The Government's decision this week not to allow TVNZ to proceed with a joint venture with British-based cable giant NTL has raised investors' hopes that TVNZ will no longer offer a potential threat to Sky by offering its own pay-TV service.
It has also raised hopes within Sky that the Government could yet force TVNZ to strike a deal with its rival which would see the state-owned broadcaster deliver digital services through Sky's own satellite and set-top box.
Sky, which is now part of Rupert Murdoch's global media empire, has been arguing for more than a year that TVNZ is wasting taxpayers' money by upgrading its own equipment to offer a digital service.

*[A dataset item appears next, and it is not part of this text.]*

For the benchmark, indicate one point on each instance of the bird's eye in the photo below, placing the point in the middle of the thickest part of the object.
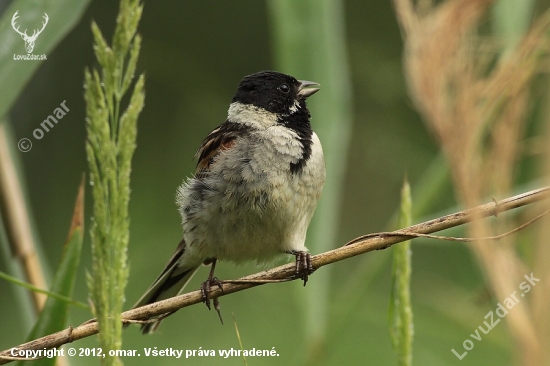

Both TVNZ and CanWest, which operates TV3 and TV4, initially refused to join Sky's satellite service, saying they believed any such deal would only benefit their competitor.
TV3 finally agreed to join the service last year as part of its deal with Sky, which has seen it win the rights to free-to-air rugby and rugby league.
Sky chief executive Nate Smith appeared confident yesterday that the company's lobbying of politicians over the issue had worked.
"Hopefully, it clears one of the last few hurdles for TVNZ coming to the conclusion to go up on the satellite with us, and that would be important for me," he said.
However, any political resolution of the issue appears some time off, with a "high-powered officials committee" yet to be set up to consider the matter.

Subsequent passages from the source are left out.